The difference with map is map operates on the entire record.

rdd = sc.parallelize((("a", (1,2,3)), ("b", (3,4,5)),("a", (1,2,3,4,5))))
def f(x): return len(x)
rdd.mapValues(f).collect()
[('a', 3), ('b', 3), ('a', 5)]

What is join in pyspark?

When called on datasets of type (K, V) and (K, W), returns a dataset of (K, (V, W)) pairs with all pairs of elements for each key.

Find the subtotal for each ORDER_CUSTOMER_ID by using join

ord = sc.textFile('data/Orders')
ordItems = sc.textFile('data/Order_items')
ordMap=ord.map(lambda x : (x.split(',')(0),x.split(',')(2)))
ordItemsMap=ordItems.map(lambda x : (x.split(',')(1),x.split(',')(4)))
findSubtotalForCust = ordMap.join(ordItemsMap)

join / leftouterjoin / intersection

rdd1 = sc.parallelize([('a', 1), ('b', 4), ('c',10)])
rdd2 = sc.parallelize([('a', 4), ('a', 1), ('b', '6'), ('d', 15)])

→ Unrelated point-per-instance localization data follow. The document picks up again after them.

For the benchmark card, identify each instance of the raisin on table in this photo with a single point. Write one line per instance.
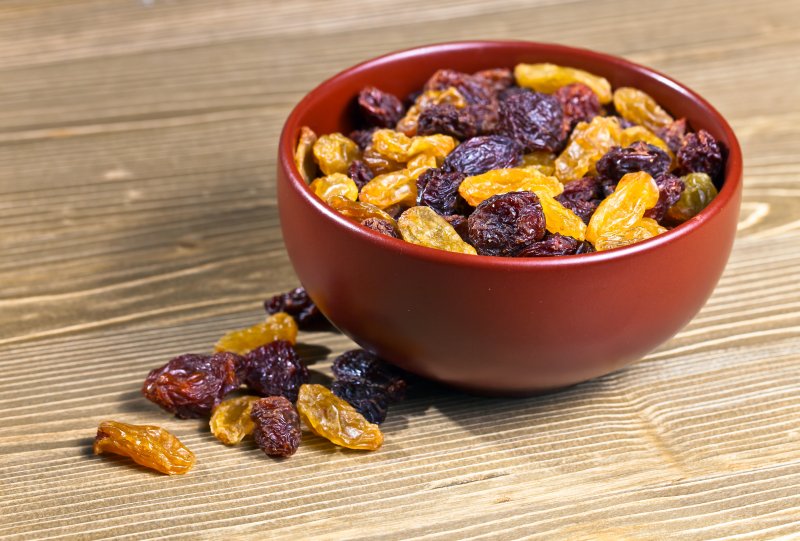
(275, 369)
(504, 224)
(276, 426)
(334, 419)
(231, 422)
(192, 385)
(150, 446)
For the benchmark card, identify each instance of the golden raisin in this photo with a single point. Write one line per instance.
(638, 107)
(541, 160)
(641, 230)
(329, 416)
(335, 152)
(548, 78)
(358, 211)
(698, 193)
(231, 422)
(304, 155)
(335, 184)
(560, 219)
(635, 193)
(422, 226)
(478, 188)
(150, 446)
(278, 326)
(587, 144)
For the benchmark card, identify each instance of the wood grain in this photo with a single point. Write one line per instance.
(138, 221)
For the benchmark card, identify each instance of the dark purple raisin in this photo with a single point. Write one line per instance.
(360, 173)
(384, 227)
(580, 104)
(474, 89)
(534, 120)
(670, 188)
(363, 138)
(700, 153)
(192, 385)
(363, 366)
(498, 78)
(640, 156)
(447, 120)
(379, 108)
(460, 224)
(299, 305)
(505, 224)
(371, 401)
(277, 426)
(551, 245)
(438, 189)
(673, 134)
(483, 153)
(275, 369)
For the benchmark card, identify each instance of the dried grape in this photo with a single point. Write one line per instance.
(334, 419)
(151, 446)
(335, 152)
(478, 188)
(549, 78)
(275, 369)
(192, 385)
(230, 422)
(276, 426)
(278, 326)
(379, 108)
(638, 107)
(422, 226)
(504, 224)
(335, 184)
(699, 192)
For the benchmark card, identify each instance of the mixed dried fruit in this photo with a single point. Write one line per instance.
(558, 134)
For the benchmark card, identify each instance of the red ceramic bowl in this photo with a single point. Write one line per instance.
(490, 324)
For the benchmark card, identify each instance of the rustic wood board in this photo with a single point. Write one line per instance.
(137, 157)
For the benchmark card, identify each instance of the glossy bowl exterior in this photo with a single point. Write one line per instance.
(501, 325)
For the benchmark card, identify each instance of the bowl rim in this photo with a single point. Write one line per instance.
(286, 147)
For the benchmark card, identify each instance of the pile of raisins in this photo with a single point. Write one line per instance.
(522, 163)
(263, 359)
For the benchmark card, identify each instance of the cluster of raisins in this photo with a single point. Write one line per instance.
(263, 359)
(514, 164)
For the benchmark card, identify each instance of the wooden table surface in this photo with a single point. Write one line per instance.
(138, 221)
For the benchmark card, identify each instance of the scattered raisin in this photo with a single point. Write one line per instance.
(504, 224)
(360, 172)
(384, 227)
(640, 156)
(438, 189)
(552, 244)
(379, 108)
(700, 153)
(483, 153)
(297, 304)
(579, 103)
(533, 120)
(670, 188)
(192, 385)
(275, 369)
(371, 401)
(150, 446)
(276, 426)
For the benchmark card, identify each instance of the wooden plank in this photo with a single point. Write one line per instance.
(138, 221)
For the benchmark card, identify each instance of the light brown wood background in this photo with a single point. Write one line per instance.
(138, 221)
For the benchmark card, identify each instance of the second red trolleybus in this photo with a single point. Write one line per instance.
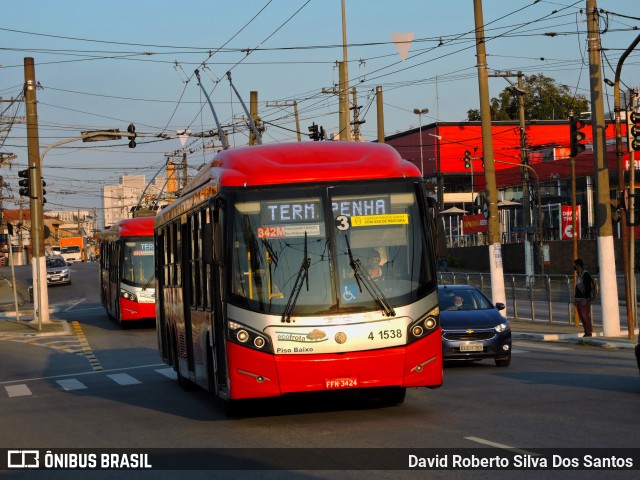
(300, 267)
(127, 278)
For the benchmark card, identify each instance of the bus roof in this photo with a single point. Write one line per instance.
(289, 163)
(304, 162)
(129, 227)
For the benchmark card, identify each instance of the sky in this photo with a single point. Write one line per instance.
(105, 66)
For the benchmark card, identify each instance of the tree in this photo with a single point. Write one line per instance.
(545, 100)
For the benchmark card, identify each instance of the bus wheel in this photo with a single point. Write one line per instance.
(393, 395)
(182, 380)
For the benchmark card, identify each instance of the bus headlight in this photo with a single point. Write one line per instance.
(248, 337)
(424, 325)
(242, 336)
(503, 327)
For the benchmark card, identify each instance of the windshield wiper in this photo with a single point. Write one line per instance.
(149, 282)
(303, 276)
(363, 278)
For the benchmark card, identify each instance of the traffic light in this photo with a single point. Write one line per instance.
(615, 209)
(315, 134)
(467, 159)
(132, 139)
(577, 136)
(633, 131)
(25, 183)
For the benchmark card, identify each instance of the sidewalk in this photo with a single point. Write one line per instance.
(520, 329)
(25, 325)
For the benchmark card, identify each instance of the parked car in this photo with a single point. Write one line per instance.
(57, 271)
(472, 327)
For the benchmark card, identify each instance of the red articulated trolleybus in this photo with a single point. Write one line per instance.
(127, 279)
(300, 267)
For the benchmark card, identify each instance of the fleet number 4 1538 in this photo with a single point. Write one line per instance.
(385, 334)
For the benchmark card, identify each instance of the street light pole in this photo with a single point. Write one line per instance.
(41, 294)
(627, 246)
(420, 112)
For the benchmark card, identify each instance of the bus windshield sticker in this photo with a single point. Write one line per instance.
(350, 293)
(380, 220)
(289, 231)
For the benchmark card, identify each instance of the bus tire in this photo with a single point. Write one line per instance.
(393, 395)
(182, 380)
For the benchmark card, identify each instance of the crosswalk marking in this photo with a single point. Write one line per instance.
(123, 379)
(168, 372)
(71, 384)
(541, 347)
(20, 390)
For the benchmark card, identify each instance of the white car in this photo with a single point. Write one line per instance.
(57, 271)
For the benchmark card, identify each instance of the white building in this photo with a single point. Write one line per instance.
(119, 200)
(84, 222)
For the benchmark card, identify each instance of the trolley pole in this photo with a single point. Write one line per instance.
(606, 256)
(495, 248)
(380, 112)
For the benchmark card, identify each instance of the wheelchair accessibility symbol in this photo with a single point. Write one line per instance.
(350, 293)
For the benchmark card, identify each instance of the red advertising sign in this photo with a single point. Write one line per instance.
(474, 224)
(566, 221)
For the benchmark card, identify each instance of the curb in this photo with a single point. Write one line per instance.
(62, 327)
(574, 339)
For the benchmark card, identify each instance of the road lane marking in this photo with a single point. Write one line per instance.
(123, 379)
(168, 372)
(78, 374)
(542, 347)
(489, 443)
(71, 384)
(18, 390)
(74, 305)
(86, 348)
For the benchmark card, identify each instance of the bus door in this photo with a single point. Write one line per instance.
(218, 266)
(186, 310)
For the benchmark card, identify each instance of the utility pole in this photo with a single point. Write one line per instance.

rdd3 = rdd1.leftOuterJoin(rdd2)
rdd3.take(5)
[('b', (4, '6')), ('c', (10, None)), ('a', (1, 4)), ('a', (1, 1))]
rdd4 = rdd1.join(rdd2)
rdd4.collect()
[('b', (4, '6')), ('a', (1, 4)), ('a', (1, 1))]

reduce

data_from_file.map(lambda row: row[2]).reduce(lambda x, y: x + y)
'cds'
data_from_file.count()
3

What is cogroup in pyspark?

When called on datasets of type (K, V) and (K, W), returns a dataset of (K, (Iterable, Iterable)) tuples.

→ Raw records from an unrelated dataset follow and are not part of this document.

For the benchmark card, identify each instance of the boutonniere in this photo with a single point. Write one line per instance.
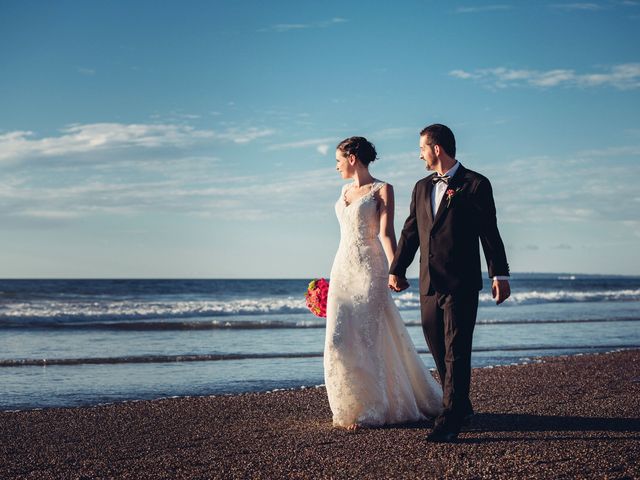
(450, 193)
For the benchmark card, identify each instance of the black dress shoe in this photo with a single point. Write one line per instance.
(466, 420)
(442, 435)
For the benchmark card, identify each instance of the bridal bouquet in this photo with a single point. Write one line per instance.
(317, 297)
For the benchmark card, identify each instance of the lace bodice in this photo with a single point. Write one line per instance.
(360, 220)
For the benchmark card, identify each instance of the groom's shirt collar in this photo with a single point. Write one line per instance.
(452, 171)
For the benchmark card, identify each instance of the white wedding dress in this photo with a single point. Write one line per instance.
(372, 371)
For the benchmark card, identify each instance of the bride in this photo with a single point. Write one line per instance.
(372, 371)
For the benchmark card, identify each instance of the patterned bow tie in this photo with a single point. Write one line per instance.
(443, 178)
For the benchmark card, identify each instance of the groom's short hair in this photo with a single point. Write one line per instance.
(441, 135)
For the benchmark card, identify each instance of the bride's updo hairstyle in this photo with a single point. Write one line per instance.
(362, 148)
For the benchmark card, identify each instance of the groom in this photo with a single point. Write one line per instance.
(450, 211)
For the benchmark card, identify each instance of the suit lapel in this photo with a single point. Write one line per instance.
(455, 182)
(429, 190)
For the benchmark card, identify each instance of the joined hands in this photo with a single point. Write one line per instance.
(397, 283)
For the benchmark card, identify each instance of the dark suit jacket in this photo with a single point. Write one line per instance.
(449, 247)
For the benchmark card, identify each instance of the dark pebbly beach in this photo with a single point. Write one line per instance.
(564, 417)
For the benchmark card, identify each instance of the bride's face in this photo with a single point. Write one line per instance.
(342, 164)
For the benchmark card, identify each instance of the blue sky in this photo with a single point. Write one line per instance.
(196, 139)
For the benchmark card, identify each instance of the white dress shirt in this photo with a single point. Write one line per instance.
(437, 193)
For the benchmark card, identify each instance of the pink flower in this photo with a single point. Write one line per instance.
(316, 296)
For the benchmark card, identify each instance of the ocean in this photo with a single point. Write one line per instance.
(89, 342)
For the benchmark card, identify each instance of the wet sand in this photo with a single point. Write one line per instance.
(568, 417)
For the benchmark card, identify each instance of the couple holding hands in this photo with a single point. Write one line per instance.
(373, 373)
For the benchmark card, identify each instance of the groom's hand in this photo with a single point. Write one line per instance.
(397, 284)
(500, 290)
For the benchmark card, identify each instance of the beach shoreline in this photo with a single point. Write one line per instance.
(561, 417)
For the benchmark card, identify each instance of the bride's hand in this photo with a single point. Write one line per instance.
(397, 284)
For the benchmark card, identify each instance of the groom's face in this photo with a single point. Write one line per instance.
(427, 152)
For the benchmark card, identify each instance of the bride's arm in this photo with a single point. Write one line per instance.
(387, 232)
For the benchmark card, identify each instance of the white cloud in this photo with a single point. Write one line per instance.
(323, 149)
(578, 6)
(311, 142)
(485, 8)
(623, 77)
(82, 138)
(86, 70)
(287, 27)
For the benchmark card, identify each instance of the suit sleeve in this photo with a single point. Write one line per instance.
(492, 244)
(408, 243)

Give me an example of cogroup

x = sc.parallelize((("a", 1), ("b", 4)))
y = sc.parallelize((("a", 2)))
xy = x.cogroup(y)

What is cartesian in Pyspark?

Perform a cross join. Give me an example of cartesion in Pyspark

rdd13 = sc.parallelize((1,3,2))
sorted(rdd.cartesian(rdd).collect())
[(('a', (1, 2, 3)), ('a', (1, 2, 3))),
 (('a', (1, 2, 3)), ('a', (1, 2, 3, 4, 5))),
 (('a', (1, 2, 3)), ('b', (3, 4, 5))),
 (('a', (1, 2, 3, 4, 5)), ('a', (1, 2, 3))),
 (('a', (1, 2, 3, 4, 5)), ('a', (1, 2, 3, 4, 5))),
 (('a', (1, 2, 3, 4, 5)), ('b', (3, 4, 5))),
 (('b', (3, 4, 5)), ('a', (1, 2, 3))),
 (('b', (3, 4, 5)), ('a', (1, 2, 3, 4, 5))),
 (('b', (3, 4, 5)), ('b', (3, 4, 5)))]

Give me some Aggregation Operations in Spark

There are several APIs to perform aggregation Operations. •

  • Total aggregations – reduce, count (Actions)

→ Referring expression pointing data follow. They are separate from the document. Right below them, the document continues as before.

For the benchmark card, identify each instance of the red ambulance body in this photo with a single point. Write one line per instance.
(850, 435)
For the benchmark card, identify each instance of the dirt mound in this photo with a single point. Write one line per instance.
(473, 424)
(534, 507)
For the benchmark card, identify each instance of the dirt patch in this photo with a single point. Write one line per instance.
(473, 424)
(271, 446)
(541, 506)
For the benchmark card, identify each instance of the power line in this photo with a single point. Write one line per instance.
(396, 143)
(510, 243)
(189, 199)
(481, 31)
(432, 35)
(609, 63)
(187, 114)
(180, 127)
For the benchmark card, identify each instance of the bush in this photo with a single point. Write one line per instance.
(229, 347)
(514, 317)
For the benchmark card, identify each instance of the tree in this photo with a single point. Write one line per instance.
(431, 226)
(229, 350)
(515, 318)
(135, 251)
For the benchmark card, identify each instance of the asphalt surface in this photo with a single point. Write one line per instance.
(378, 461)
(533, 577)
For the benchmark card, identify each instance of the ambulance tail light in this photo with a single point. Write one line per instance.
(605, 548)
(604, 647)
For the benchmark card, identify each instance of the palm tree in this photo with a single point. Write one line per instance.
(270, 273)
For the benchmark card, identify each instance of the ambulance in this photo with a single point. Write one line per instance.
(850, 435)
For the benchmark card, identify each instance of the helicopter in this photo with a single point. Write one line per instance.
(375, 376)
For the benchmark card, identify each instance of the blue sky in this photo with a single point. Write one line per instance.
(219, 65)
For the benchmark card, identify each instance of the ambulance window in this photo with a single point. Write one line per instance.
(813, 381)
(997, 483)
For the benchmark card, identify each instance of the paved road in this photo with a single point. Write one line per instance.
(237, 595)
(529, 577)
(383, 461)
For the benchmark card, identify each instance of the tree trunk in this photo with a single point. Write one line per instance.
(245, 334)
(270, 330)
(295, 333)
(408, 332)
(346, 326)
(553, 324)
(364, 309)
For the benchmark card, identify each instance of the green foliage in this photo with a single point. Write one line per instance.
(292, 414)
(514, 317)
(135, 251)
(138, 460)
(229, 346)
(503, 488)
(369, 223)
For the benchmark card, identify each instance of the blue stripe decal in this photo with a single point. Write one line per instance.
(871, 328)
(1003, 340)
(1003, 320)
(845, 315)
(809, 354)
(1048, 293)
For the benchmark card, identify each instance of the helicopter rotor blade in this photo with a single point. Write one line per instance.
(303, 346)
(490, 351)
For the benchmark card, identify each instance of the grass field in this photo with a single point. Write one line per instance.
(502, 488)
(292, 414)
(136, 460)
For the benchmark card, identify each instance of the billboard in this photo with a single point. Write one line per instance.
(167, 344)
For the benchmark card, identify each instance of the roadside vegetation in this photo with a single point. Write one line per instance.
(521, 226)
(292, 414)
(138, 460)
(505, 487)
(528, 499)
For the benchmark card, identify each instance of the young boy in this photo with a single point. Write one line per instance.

  • By Key aggregations – reduceByKey, aggregrateByKey, groupByKey, countByKey (Transformations)

What is the aggregation reduce?

Reduces the elements of this RDD using the specified commutative and associative binary operator. Currently reduces partitions locally

What is the aggregration count?

Return the number of elements in this RDD.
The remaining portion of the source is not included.